LEVEL 20- During the fall of 2005 there were lots and lots of riots taking place quite near the place where we live just outside Paris. The image of running teenagers and pursuing police was constantly on the news for a couple of weeks. The lyrics here just painting some part of the picture of what I saw daily and from what I know (and learned) about from the housing projects around here. Level 20 would be the floor and number 43 the apartment perhaps. Actually this song also came from some studio magic and I do share songwriting credits with Chris for it. My original version was more of a straight-ahead rock song but that version never really fit with what this CD was about. One night we were listening to some of Chris's loop creations (he has an immense library!) and this one popped up. I just grabbed the lyric sheet and sang along. Simple really. The Dobro with the Asian feel came naturally as well.
Photo copyright by Peter Pricken
NO DISTANCE LEFT TO RUN- This song was written by the members of the band Blur- (song Albarn / Music Albarn, Coxon, James, Rowntree). Chris is actually the one that suggested this song, perhaps as an exercise as much as anything else. Of all the CD's I'd ever recorded the one thing I'd never done was record someone else's music. I fell in love with it on the first listen. As done by Blur the song is a lush and aching lament highlighted by Graham Coxon's beautiful and far-reaching guitar playing. This song is unlike anything I'd ever done before -written or played- and I'm sure that was partly Chris's intent when he suggested I learn and record this number.
EVERGREEN- I will often write away my blues when they occur and I guess I am no difference then lots of other artists in that respect.
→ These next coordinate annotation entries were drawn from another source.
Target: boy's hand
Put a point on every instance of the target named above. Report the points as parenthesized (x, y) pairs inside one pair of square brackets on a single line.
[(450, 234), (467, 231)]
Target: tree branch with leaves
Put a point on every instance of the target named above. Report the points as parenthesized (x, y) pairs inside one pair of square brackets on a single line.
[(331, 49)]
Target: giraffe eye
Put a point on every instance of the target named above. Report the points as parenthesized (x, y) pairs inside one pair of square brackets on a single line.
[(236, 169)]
Writing sad songs certainly does give one perspective (hopefully positive) about any given situation. I'm not sure exactly what I was being depressed about when this was written but the words are clear enough in regards the subject.
WORK SONG- Simple enough I think. I just get so tired of all the whining that takes place these days (has it always been like that?). I include myself (at times) in this category as well. I think I just sat down and wrote this one out in a few minutes. Roll up your sleeves!
OLIVA- An instrumental and where do those ideas come from I'm not sure. I play guitar every day and if I let them, songs will flow naturally from those practices. I'd been playing a lot of classical guitar this past year and the instrument itself can often be a source of inspiration. Almost like the song is "inside" the guitar. I also enjoy the way the guitar has these kind of moving, piano pieces that twirl and twist around each other.
STREETS OF STONE- A very, very difficult song for me to write. I think it took me something like 3 months of solid writing everyday to finish this baby. Still, I'm quite proud of it. Another "blues" song but not depressing. I like to think that it takes place somewhere in Europe (streets of stone). Once again, I believe I had the guitar parts to this song before the words. Often when I practice I'll turn on the tape recorder (mini disc actually) and then just play the guitar and sing or hum along. Afterwards I'll go back and find the seeds of the lyrics "inside" the humming or mouth noises. I'm sure that's where this song began. Of course having the seeds and then having the fully completed lyrics can be a long and far stretch sometimes for songwriters. I was actually writing/editing this song even as I was recording it which is something I'd never done before.